25 Jul Risk Statistics Report
Risk statistics are very important measurements in the investment world. In this discussion, you will research places where you can find key risk statistics for some of the stocks in your portfolio and then apply the Capital Asset Pricing Model. The Capital Asset Pricing Model (CAPM) is one of the most popular and enduring pricing models in all of finance. In this exercise, you will apply the CAPM to your portfolio. Before starting this discussion, you might want to review the CAPM section of your textbook.
Examine your portfolio. Prepare an Excel spreadsheet listing each of your stocks horizontally along with their stock ticker symbol. Next, visit the ZACKS© site. Click the “Research” tab on the top of the page, and under “Quotes and Research,” request a “Full Company Report” for the stock on your spreadsheet. When you get your company report, find the Beta for each of your stocks and record it on the spreadsheet. Now that you have your Betas, calculate your required return for each of your stocks.
The required return is the net result of applying the Capital Asset Pricing Model (CAPM) to the stocks you have in your portfolio. In order to compute the required rate of return, you will need three statistics:
- The risk free rate. This can be obtained from the Federal Reserve website: Board of Governors of the Federal Reserve System. (2017). http://www.federalreserve.gov/releases/h15/update/
- The return of the market as a whole. Traditionally, investors have used the five year return on the S&P 500 index as a proxy for the total market return. For this exercise, you can approximate the return of the market by using the large company stock annual return table from your text.

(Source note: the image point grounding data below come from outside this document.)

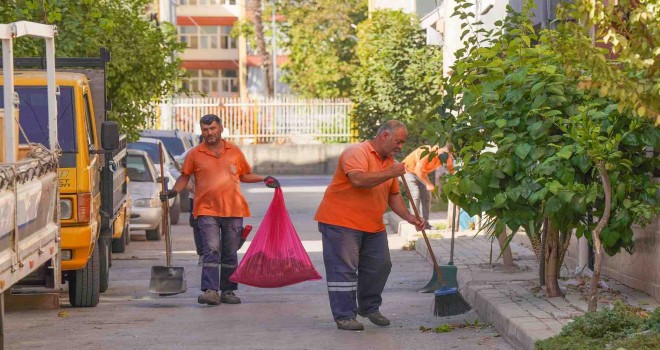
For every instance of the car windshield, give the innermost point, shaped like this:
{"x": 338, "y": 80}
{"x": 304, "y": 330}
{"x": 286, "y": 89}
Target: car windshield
{"x": 33, "y": 116}
{"x": 138, "y": 169}
{"x": 173, "y": 144}
{"x": 151, "y": 149}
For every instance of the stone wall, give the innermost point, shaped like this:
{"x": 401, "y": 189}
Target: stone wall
{"x": 293, "y": 159}
{"x": 641, "y": 270}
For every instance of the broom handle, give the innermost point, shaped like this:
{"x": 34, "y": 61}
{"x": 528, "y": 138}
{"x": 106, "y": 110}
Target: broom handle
{"x": 454, "y": 219}
{"x": 166, "y": 209}
{"x": 426, "y": 239}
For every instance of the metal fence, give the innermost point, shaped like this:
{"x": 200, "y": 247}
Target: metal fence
{"x": 266, "y": 120}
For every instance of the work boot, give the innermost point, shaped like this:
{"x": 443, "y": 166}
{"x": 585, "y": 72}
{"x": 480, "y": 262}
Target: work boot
{"x": 350, "y": 324}
{"x": 228, "y": 297}
{"x": 376, "y": 318}
{"x": 209, "y": 297}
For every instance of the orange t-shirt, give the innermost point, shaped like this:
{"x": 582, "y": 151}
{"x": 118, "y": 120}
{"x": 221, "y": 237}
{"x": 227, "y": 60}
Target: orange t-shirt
{"x": 413, "y": 159}
{"x": 360, "y": 209}
{"x": 217, "y": 182}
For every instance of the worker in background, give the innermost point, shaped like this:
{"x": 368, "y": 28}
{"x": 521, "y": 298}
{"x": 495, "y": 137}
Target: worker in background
{"x": 219, "y": 167}
{"x": 418, "y": 168}
{"x": 350, "y": 216}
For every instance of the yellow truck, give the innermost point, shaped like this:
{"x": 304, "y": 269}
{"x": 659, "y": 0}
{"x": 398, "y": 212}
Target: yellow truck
{"x": 93, "y": 207}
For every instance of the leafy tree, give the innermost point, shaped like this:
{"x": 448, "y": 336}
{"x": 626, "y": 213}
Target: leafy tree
{"x": 398, "y": 74}
{"x": 321, "y": 44}
{"x": 623, "y": 64}
{"x": 535, "y": 145}
{"x": 143, "y": 70}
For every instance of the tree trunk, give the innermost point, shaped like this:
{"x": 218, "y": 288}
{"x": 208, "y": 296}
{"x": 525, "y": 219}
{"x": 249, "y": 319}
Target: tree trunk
{"x": 551, "y": 257}
{"x": 598, "y": 251}
{"x": 266, "y": 62}
{"x": 505, "y": 250}
{"x": 544, "y": 235}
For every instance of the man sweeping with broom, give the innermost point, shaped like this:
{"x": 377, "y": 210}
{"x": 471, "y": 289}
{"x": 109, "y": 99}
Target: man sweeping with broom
{"x": 350, "y": 216}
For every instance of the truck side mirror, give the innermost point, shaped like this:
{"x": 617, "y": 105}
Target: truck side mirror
{"x": 110, "y": 136}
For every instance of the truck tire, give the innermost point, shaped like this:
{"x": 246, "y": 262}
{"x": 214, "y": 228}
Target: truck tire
{"x": 155, "y": 234}
{"x": 175, "y": 212}
{"x": 105, "y": 261}
{"x": 84, "y": 285}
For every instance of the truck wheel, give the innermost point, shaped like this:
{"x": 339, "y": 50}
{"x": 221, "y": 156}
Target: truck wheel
{"x": 155, "y": 234}
{"x": 84, "y": 285}
{"x": 175, "y": 212}
{"x": 105, "y": 261}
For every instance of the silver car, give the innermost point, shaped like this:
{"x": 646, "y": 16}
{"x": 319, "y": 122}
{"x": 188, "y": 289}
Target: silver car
{"x": 151, "y": 146}
{"x": 144, "y": 187}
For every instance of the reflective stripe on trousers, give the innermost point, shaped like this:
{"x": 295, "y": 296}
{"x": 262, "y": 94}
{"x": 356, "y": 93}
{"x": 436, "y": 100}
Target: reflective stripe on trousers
{"x": 220, "y": 243}
{"x": 357, "y": 265}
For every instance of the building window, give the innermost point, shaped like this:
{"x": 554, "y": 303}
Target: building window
{"x": 207, "y": 2}
{"x": 212, "y": 82}
{"x": 207, "y": 37}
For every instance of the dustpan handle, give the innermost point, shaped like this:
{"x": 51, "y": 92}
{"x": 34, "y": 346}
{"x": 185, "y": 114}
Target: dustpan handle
{"x": 426, "y": 239}
{"x": 165, "y": 222}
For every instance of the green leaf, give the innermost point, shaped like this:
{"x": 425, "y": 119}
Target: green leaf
{"x": 522, "y": 150}
{"x": 553, "y": 205}
{"x": 500, "y": 200}
{"x": 565, "y": 152}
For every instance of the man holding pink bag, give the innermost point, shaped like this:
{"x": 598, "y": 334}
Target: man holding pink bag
{"x": 219, "y": 167}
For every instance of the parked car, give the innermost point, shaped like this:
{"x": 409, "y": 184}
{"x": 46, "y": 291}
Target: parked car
{"x": 192, "y": 138}
{"x": 151, "y": 146}
{"x": 176, "y": 142}
{"x": 144, "y": 187}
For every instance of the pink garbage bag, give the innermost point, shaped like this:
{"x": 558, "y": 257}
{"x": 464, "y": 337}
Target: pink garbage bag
{"x": 276, "y": 257}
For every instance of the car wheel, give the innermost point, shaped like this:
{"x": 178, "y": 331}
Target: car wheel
{"x": 155, "y": 234}
{"x": 175, "y": 212}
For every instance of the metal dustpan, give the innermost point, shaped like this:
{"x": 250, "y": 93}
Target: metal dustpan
{"x": 167, "y": 280}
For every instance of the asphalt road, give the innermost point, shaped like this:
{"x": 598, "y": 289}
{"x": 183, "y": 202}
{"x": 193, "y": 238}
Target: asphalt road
{"x": 295, "y": 317}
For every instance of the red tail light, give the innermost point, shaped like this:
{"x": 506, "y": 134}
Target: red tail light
{"x": 84, "y": 207}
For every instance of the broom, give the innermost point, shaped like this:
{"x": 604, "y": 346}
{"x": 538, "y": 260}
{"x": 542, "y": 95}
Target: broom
{"x": 448, "y": 301}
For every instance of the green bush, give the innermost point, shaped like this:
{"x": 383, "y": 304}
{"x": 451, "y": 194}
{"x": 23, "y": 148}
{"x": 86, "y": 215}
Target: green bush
{"x": 619, "y": 327}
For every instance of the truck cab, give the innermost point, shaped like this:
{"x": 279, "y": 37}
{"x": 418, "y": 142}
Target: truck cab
{"x": 92, "y": 174}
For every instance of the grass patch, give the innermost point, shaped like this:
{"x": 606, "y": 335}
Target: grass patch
{"x": 622, "y": 326}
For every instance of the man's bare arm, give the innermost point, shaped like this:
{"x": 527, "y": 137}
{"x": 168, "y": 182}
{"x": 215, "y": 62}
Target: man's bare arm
{"x": 363, "y": 179}
{"x": 398, "y": 206}
{"x": 181, "y": 183}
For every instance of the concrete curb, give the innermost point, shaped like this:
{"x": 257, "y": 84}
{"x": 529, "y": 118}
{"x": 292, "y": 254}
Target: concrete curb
{"x": 507, "y": 298}
{"x": 514, "y": 324}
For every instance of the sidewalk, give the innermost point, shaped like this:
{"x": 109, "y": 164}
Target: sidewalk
{"x": 511, "y": 300}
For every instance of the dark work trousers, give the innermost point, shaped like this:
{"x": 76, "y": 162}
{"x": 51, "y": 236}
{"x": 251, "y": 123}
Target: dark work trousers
{"x": 357, "y": 265}
{"x": 420, "y": 195}
{"x": 197, "y": 236}
{"x": 221, "y": 237}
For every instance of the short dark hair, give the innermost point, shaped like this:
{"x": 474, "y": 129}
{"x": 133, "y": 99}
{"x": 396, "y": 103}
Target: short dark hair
{"x": 209, "y": 119}
{"x": 390, "y": 126}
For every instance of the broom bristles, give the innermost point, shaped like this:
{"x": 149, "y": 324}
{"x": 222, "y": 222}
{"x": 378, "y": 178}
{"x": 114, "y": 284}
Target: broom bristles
{"x": 449, "y": 302}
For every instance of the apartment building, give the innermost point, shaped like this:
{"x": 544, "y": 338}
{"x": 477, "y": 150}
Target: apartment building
{"x": 212, "y": 58}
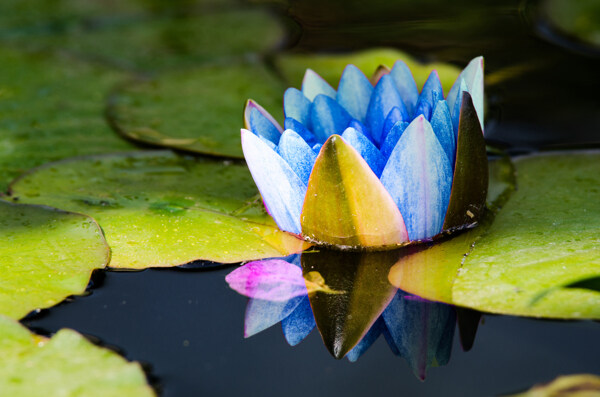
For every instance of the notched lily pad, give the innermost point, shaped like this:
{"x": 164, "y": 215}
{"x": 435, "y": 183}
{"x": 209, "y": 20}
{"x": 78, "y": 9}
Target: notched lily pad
{"x": 46, "y": 255}
{"x": 65, "y": 365}
{"x": 545, "y": 237}
{"x": 331, "y": 66}
{"x": 158, "y": 209}
{"x": 198, "y": 111}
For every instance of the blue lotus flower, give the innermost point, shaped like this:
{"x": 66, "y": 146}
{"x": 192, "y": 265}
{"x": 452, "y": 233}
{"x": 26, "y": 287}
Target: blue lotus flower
{"x": 375, "y": 163}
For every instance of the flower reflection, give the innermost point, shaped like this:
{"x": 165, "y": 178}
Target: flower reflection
{"x": 418, "y": 330}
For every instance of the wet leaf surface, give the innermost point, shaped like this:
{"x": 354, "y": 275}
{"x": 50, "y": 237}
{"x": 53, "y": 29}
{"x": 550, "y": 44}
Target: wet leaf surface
{"x": 65, "y": 365}
{"x": 46, "y": 255}
{"x": 545, "y": 237}
{"x": 158, "y": 209}
{"x": 198, "y": 111}
{"x": 51, "y": 108}
{"x": 331, "y": 66}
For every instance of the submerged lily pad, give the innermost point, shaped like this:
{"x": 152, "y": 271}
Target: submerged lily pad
{"x": 198, "y": 111}
{"x": 158, "y": 209}
{"x": 331, "y": 66}
{"x": 65, "y": 365}
{"x": 51, "y": 108}
{"x": 158, "y": 44}
{"x": 545, "y": 237}
{"x": 46, "y": 255}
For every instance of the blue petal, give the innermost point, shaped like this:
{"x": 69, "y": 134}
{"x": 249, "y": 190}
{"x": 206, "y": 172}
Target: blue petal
{"x": 260, "y": 124}
{"x": 262, "y": 314}
{"x": 365, "y": 148}
{"x": 406, "y": 85}
{"x": 305, "y": 133}
{"x": 281, "y": 188}
{"x": 392, "y": 118}
{"x": 392, "y": 139}
{"x": 366, "y": 342}
{"x": 299, "y": 324}
{"x": 314, "y": 85}
{"x": 418, "y": 176}
{"x": 431, "y": 93}
{"x": 296, "y": 106}
{"x": 298, "y": 154}
{"x": 455, "y": 102}
{"x": 328, "y": 118}
{"x": 441, "y": 122}
{"x": 385, "y": 97}
{"x": 360, "y": 127}
{"x": 472, "y": 76}
{"x": 354, "y": 92}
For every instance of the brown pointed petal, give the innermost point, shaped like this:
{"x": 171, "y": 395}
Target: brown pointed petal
{"x": 470, "y": 183}
{"x": 343, "y": 319}
{"x": 346, "y": 204}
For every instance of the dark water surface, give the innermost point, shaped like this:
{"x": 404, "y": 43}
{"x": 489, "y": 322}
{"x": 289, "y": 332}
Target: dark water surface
{"x": 188, "y": 326}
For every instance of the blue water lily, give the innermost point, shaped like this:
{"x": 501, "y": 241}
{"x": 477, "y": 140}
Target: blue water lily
{"x": 375, "y": 163}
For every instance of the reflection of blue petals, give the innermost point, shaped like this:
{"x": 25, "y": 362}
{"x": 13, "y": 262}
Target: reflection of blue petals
{"x": 262, "y": 314}
{"x": 421, "y": 331}
{"x": 408, "y": 139}
{"x": 418, "y": 330}
{"x": 299, "y": 323}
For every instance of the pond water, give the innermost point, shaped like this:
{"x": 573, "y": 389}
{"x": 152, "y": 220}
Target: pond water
{"x": 187, "y": 325}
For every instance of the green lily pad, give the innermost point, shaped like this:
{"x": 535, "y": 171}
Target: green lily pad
{"x": 159, "y": 44}
{"x": 579, "y": 19}
{"x": 46, "y": 255}
{"x": 198, "y": 111}
{"x": 51, "y": 108}
{"x": 545, "y": 238}
{"x": 65, "y": 365}
{"x": 158, "y": 209}
{"x": 580, "y": 385}
{"x": 331, "y": 66}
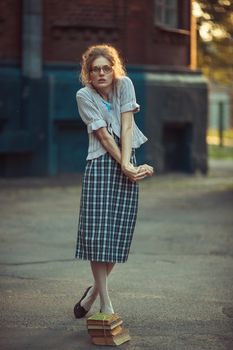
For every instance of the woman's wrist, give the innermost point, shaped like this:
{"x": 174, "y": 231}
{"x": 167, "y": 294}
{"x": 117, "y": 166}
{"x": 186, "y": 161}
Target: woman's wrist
{"x": 125, "y": 166}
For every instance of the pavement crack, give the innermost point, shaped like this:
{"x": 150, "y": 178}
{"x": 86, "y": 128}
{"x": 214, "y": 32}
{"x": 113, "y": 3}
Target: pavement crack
{"x": 36, "y": 262}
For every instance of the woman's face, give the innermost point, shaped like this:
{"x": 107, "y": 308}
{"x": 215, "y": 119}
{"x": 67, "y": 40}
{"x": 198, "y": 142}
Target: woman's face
{"x": 101, "y": 74}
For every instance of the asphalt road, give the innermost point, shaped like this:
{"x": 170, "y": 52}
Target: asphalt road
{"x": 174, "y": 293}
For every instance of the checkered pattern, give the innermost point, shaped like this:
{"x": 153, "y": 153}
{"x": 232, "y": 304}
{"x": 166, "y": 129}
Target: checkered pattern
{"x": 108, "y": 211}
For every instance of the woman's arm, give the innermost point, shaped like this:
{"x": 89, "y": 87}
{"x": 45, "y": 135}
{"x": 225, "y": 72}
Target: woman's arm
{"x": 126, "y": 138}
{"x": 108, "y": 142}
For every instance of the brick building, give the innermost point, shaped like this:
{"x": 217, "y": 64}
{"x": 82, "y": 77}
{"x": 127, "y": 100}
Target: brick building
{"x": 40, "y": 50}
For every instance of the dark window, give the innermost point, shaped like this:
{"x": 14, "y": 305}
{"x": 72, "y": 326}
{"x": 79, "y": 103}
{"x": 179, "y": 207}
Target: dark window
{"x": 166, "y": 13}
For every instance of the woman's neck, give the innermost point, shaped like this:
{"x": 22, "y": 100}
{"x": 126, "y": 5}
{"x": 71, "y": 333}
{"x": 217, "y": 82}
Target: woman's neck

- Beta, which you obtained above.
- Then, simply use the CAPM formula from your reading to compute what the required return on your stocks should be.
- Now, select one of your stocks in your portfolio, and compute the annualized return you have actually achieved since holding the stock. (Remember returns are always stated on an annual basis.) On the Discussion Board, discuss your calculated required returns for each stock. Additionally, post the actual results of your one selected stock and compare the number to the required return for that stock you computed using CAPM. Speculate why your calculated return and your required returns are different, if they are.
- The stocks that need to be used are: Procter & Gamble (PG), Teladoc(Tdoc), Adobe (adbe), Microsoft, Tokyo electron limited, shoprite holdings, coca-cola enterprises inc, vanguard treasury bond, nuveen high yield municipal bond fund.